En cuanto le veo doblar la esquina medio corriendo y con la bolsa de deporte estorbándole en el hombro, levanto el brazo y me doy unos toques en la muñeca con el dedo índice de la mano contraria. No llevo reloj, pero sabe perfectamente a qué me refiero.

- Son y ocho. – Se excusa el chico alzando la voz, cuando aún está a unos cuantos metros de mi posición. – No te debo nada.

Desde hace unos meses le propuse que cada vez que uno de los dos llegara más de diez minutos tarde a entrenar tendría que invitar al otro a una de esas deliciosas barritas energéticas que venden en las máquinas expendedoras de los gimnasios por un precio tres veces por encima de su valor.
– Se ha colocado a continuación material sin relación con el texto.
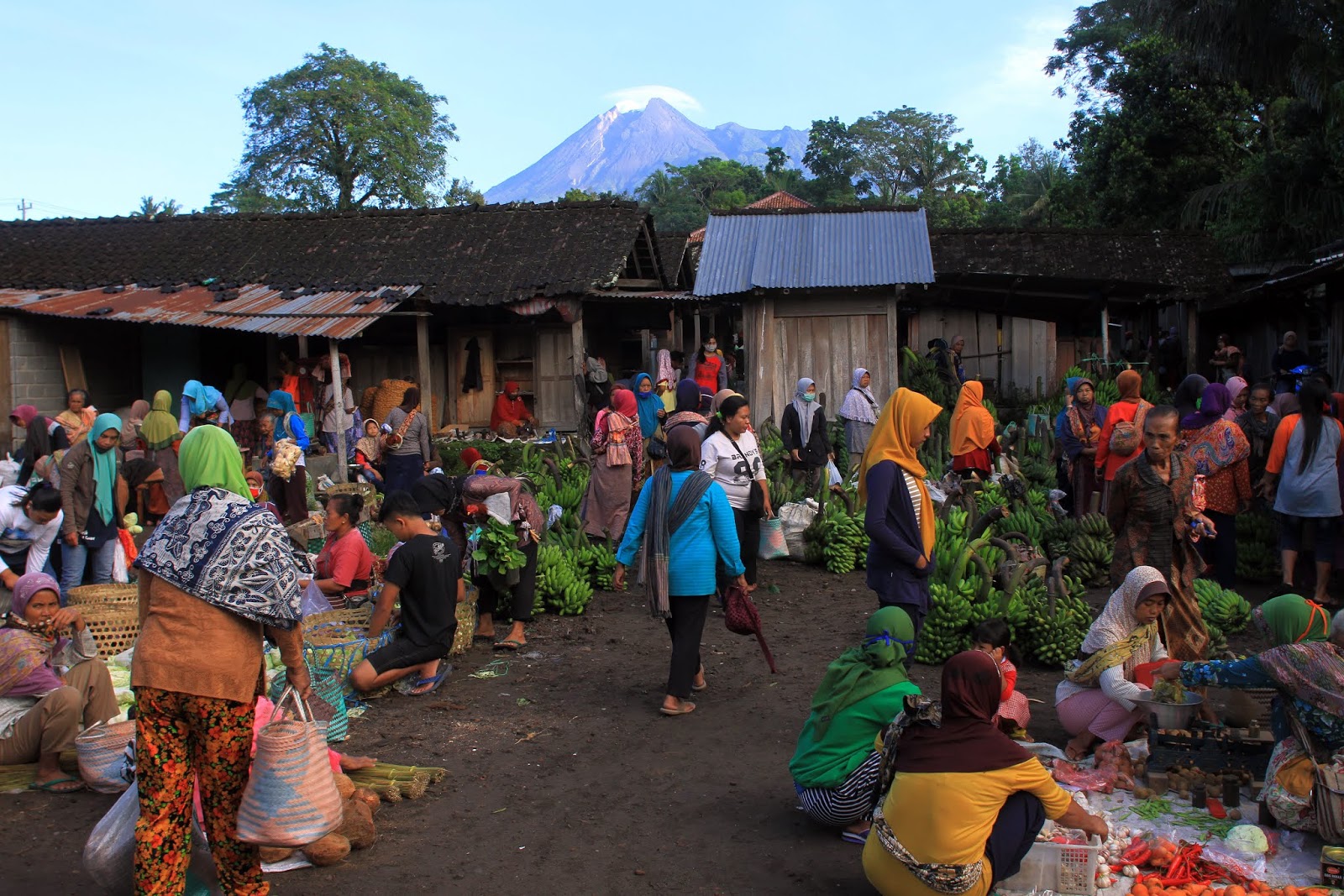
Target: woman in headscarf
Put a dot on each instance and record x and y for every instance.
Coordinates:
(965, 802)
(1156, 523)
(203, 405)
(1221, 454)
(859, 412)
(78, 416)
(974, 443)
(1095, 700)
(1131, 409)
(898, 515)
(1084, 423)
(1258, 423)
(1305, 665)
(1238, 392)
(92, 499)
(837, 768)
(131, 427)
(683, 521)
(242, 394)
(369, 454)
(160, 432)
(45, 437)
(617, 468)
(1189, 394)
(288, 485)
(510, 412)
(407, 453)
(40, 710)
(685, 409)
(803, 426)
(215, 577)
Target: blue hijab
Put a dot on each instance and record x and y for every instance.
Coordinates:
(649, 405)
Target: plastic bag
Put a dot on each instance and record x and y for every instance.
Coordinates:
(109, 855)
(315, 600)
(772, 540)
(833, 477)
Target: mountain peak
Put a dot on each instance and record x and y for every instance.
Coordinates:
(617, 149)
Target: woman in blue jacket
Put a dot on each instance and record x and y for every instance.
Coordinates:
(900, 517)
(685, 513)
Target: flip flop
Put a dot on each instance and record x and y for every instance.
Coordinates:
(683, 710)
(54, 786)
(434, 683)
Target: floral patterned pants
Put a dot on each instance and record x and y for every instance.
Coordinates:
(181, 736)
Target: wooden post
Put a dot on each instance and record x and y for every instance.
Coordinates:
(577, 358)
(339, 401)
(423, 375)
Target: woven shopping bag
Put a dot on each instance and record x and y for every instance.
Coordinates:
(291, 797)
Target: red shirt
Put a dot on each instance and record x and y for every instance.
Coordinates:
(347, 560)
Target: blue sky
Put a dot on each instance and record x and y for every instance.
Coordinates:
(109, 102)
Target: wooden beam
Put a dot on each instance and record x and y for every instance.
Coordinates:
(423, 375)
(339, 401)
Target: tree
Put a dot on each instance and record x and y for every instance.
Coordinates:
(152, 208)
(339, 134)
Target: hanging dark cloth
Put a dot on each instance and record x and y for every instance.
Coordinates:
(472, 380)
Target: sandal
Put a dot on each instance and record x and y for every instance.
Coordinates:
(58, 786)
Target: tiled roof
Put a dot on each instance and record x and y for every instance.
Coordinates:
(788, 249)
(470, 255)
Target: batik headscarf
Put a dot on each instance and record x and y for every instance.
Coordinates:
(806, 410)
(859, 405)
(878, 664)
(1116, 638)
(215, 544)
(902, 422)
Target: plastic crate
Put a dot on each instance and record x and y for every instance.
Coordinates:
(1068, 869)
(1209, 752)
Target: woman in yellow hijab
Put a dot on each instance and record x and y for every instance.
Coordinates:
(974, 443)
(900, 516)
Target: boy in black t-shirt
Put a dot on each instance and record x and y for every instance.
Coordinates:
(425, 573)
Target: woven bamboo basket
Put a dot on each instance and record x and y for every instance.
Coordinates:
(113, 593)
(114, 626)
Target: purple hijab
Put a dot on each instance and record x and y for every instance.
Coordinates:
(24, 656)
(1211, 406)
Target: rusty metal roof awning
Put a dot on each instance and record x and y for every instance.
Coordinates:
(253, 308)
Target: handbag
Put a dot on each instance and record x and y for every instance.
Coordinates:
(741, 617)
(291, 799)
(394, 439)
(756, 495)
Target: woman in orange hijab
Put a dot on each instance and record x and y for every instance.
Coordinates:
(900, 517)
(974, 443)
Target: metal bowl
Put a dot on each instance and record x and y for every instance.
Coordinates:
(1173, 715)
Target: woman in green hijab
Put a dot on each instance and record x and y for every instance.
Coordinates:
(91, 503)
(837, 765)
(160, 432)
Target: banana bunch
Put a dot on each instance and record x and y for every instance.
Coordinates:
(1221, 607)
(945, 627)
(844, 544)
(559, 582)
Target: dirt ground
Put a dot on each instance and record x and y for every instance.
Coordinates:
(562, 775)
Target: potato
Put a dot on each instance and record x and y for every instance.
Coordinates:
(356, 825)
(369, 799)
(344, 786)
(328, 851)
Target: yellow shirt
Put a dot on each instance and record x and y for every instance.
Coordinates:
(947, 819)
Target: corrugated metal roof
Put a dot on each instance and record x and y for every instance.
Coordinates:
(257, 309)
(813, 250)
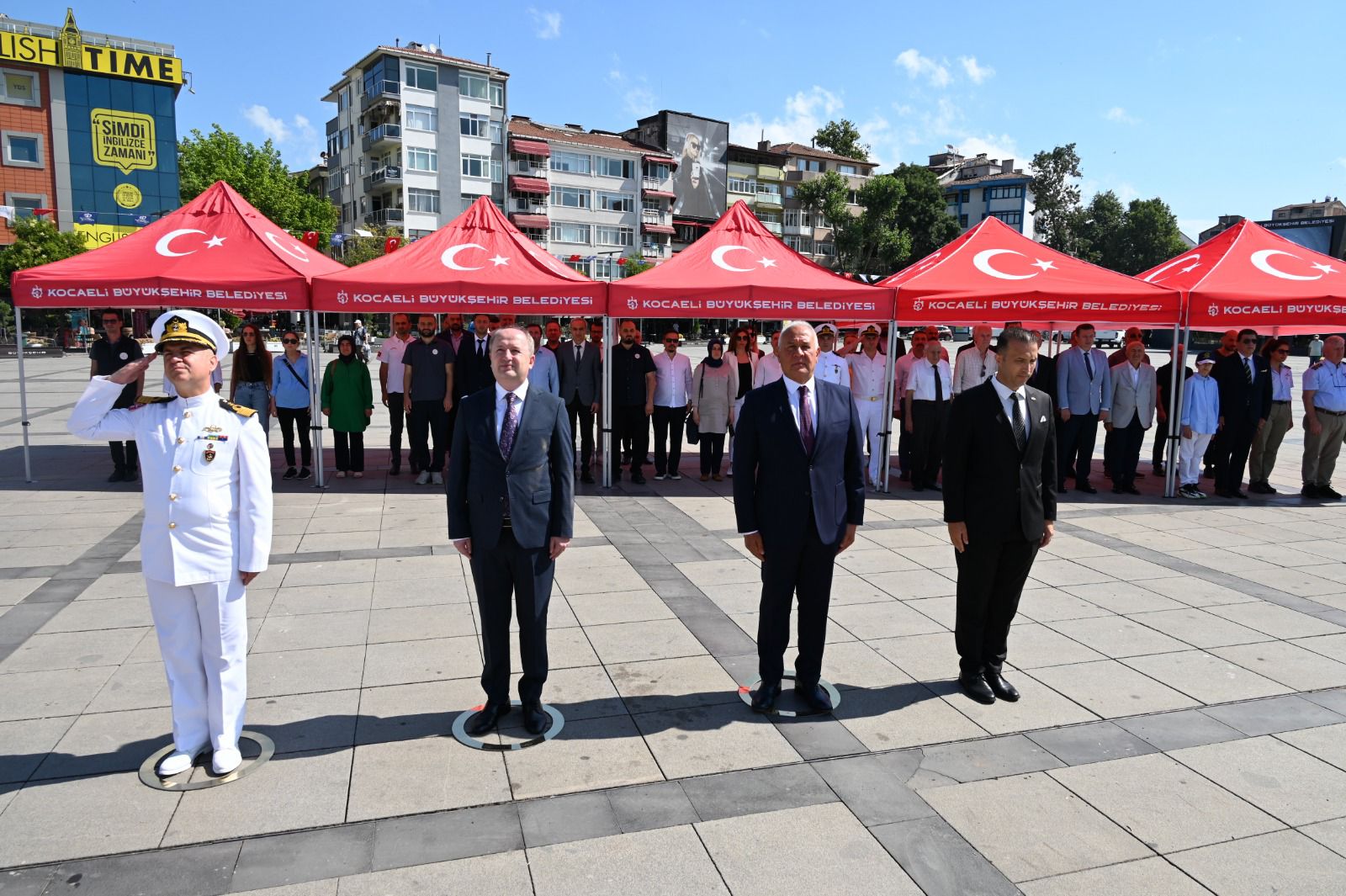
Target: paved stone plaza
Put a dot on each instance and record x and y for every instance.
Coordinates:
(1182, 727)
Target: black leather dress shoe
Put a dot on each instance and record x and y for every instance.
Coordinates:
(1002, 689)
(486, 718)
(978, 687)
(765, 697)
(535, 718)
(814, 697)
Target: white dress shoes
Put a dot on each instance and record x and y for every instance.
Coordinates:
(225, 761)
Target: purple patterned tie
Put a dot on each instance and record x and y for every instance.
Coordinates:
(805, 421)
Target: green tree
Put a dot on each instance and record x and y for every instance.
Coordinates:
(257, 172)
(1056, 195)
(841, 137)
(924, 211)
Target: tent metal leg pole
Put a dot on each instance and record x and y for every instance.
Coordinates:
(24, 395)
(314, 392)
Y él aceptó en un ataque de orgullo, pero en los casi seis meses que llevamos viniendo le he comprado dos barritas y yo me he comido más de las que puedo recordar.

- Si me pongo a contar todos los minutitos que le vas arañando al reloj cada día me debes otra decena de barritas.

- Quizás. – Admite sonriendo. Efrén me da un beso rápido en la mejilla y entra el primero por la puerta del local. – Pero nuestro acuerdo no contemplaba eso.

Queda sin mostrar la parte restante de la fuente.